One morning before breakfast I lay beneath my blankets fretting about how I could get to see someone in authority. The guards — all middle-aged men — seemed to understand my repeated requests, nodded and grunted in acquiescence to my urgent demands that action be taken about me, but nothing ultimately happened. I was beginning to wonder if an act of disobedience would be necessary to attract some attention — an assault on a guard, an escape attempt, perhaps — when I heard quick footsteps in the corridor and somebody, a man, singing. The footsteps passed my door in an instant, but I heard enough to make out:

When I beheld my darling ,

She looked so sweet and charming ,

She looked so sweet and charming

In every high degree—

As the tune dwindled I inevitably took it up in my head (it effectively banished “If You Were the Only Girl in the World”), but it was not until some seconds later that I realized it had been sung in English . So when a guard (a dull fellow with a purple pickled nose) came with my breakfast, I sang a snatch of the tune at him—“Dashing away with a smoothing iron, she stole my heart away”—and said, “ Engländer?

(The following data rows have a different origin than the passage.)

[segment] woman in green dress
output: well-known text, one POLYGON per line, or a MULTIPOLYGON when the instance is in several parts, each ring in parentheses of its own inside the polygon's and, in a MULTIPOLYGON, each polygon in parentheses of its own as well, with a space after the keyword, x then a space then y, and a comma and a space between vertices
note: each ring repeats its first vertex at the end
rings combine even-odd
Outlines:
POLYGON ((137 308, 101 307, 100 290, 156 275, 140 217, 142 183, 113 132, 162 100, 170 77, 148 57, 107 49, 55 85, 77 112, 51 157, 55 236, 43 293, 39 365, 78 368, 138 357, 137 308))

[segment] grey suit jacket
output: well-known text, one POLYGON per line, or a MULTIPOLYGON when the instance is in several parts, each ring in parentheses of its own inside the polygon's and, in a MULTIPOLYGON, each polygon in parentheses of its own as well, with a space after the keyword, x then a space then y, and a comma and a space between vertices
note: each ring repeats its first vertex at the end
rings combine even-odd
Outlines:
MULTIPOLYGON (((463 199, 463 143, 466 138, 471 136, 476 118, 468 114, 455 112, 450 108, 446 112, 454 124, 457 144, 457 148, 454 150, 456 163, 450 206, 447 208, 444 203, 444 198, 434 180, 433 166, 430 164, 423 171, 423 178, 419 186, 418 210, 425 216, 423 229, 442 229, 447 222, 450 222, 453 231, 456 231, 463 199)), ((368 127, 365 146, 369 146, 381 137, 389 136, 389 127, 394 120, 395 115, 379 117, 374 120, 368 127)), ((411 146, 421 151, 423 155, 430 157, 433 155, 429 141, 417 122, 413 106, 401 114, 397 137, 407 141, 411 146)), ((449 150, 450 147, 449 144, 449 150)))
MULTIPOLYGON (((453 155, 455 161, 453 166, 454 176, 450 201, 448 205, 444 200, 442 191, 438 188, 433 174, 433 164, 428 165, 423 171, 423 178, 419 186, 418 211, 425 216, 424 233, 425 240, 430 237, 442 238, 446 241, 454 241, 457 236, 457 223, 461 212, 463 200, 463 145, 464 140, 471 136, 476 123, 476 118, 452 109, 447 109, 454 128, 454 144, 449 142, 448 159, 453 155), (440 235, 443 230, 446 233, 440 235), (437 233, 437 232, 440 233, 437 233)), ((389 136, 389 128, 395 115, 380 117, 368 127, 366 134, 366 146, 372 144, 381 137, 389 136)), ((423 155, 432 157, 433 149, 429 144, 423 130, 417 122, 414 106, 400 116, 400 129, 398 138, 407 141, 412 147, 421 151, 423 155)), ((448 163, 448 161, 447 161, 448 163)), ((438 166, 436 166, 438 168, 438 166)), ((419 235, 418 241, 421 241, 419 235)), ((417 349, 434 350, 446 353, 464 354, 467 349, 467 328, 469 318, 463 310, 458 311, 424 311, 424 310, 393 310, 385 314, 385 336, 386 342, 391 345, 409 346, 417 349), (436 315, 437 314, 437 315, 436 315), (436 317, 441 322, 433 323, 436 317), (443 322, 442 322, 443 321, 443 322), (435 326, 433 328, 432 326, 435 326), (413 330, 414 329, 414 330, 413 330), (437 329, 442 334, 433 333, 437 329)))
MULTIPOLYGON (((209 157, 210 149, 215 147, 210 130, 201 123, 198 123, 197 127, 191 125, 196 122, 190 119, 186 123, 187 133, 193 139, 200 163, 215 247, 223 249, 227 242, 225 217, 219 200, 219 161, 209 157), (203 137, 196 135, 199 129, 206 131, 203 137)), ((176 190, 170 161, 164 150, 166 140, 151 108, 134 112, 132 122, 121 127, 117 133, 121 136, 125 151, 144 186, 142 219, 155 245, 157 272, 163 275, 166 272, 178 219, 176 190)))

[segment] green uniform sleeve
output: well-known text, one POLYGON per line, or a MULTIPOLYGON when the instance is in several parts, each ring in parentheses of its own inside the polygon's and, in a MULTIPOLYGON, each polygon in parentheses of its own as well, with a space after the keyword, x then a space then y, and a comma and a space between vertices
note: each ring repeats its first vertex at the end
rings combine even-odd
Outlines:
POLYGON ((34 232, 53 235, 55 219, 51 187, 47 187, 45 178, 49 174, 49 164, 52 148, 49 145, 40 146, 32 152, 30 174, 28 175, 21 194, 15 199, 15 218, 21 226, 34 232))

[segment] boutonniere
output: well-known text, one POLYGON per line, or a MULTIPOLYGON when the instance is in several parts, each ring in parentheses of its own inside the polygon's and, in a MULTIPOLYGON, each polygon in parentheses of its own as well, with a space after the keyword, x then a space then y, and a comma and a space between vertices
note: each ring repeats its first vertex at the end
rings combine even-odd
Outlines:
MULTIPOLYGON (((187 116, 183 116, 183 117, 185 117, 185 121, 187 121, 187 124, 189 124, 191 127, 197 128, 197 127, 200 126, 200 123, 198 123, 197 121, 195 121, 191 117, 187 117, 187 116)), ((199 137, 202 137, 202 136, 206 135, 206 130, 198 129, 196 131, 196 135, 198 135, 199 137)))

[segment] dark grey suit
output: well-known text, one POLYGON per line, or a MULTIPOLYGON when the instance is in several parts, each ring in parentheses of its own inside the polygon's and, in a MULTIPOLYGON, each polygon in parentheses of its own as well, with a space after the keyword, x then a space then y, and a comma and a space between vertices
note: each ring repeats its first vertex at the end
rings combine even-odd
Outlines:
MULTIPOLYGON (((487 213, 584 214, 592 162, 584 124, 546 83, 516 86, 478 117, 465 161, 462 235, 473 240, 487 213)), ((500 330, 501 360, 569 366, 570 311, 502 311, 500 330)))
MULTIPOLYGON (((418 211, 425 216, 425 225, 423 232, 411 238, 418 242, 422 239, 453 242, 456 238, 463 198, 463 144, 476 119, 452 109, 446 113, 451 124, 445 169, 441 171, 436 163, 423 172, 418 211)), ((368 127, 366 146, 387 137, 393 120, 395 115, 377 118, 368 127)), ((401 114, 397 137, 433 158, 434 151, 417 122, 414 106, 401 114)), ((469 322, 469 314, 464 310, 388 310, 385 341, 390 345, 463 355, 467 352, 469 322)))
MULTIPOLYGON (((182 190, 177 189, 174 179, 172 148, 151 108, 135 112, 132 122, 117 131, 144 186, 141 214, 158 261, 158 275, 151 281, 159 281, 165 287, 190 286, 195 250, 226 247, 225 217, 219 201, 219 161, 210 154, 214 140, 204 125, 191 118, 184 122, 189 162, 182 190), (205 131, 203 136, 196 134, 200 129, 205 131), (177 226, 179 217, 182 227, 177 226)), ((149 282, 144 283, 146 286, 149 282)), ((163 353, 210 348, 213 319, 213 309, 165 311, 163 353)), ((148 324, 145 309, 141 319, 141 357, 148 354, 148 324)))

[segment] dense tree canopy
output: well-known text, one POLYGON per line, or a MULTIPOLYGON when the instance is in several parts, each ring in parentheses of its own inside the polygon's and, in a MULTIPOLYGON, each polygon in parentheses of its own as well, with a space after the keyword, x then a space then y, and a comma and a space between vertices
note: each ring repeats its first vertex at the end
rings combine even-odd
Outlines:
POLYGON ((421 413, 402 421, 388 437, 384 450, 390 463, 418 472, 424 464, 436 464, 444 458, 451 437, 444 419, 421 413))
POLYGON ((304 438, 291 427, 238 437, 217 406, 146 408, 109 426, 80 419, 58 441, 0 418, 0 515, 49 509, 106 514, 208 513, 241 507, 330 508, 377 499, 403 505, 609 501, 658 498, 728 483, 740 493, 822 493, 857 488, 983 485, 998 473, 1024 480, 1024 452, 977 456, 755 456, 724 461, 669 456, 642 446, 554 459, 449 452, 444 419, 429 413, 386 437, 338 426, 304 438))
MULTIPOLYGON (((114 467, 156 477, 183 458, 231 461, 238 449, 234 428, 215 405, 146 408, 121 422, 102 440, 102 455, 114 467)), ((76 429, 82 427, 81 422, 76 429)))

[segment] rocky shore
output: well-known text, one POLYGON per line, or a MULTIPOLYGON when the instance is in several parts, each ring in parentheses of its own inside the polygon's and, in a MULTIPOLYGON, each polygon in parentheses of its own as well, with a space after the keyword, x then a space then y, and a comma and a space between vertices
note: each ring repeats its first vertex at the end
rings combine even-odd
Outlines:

He looked puzzled, then gave a weak smile and said, “ Schön, ” and applauded.

Two days later, none the wiser, I paced slowly round the exercise yard. It was a generous size for one prisoner, about thirty yards square, surrounded by a palisade about twelve feet high. On the other side of the wall was a raised boardwalk to allow a guard to supervise me. This practice was soon abandoned. Today, however, there was a guard watching. I glanced at him momentarily, then carried on with my exercise. All I did was walk, but I tried to walk randomly round the enclosed square. The thought of beating out a path obscurely depressed me. I moved hither and thither, turned on my heel, with no system except to establish no system.

I had plucked a dandelion leaf absentmindedly from the ground and as I walked, still going through my futile options, I tore bits of it off. As one trajectory carried me beneath the guard on the boardwalk, he spoke to me.

“She loves me, she loves me not … ahhh.”

“Sorry?”

“Don’t be unquiet, old fellow. She’ll be waiting, I promise you, a fire burning in the window.”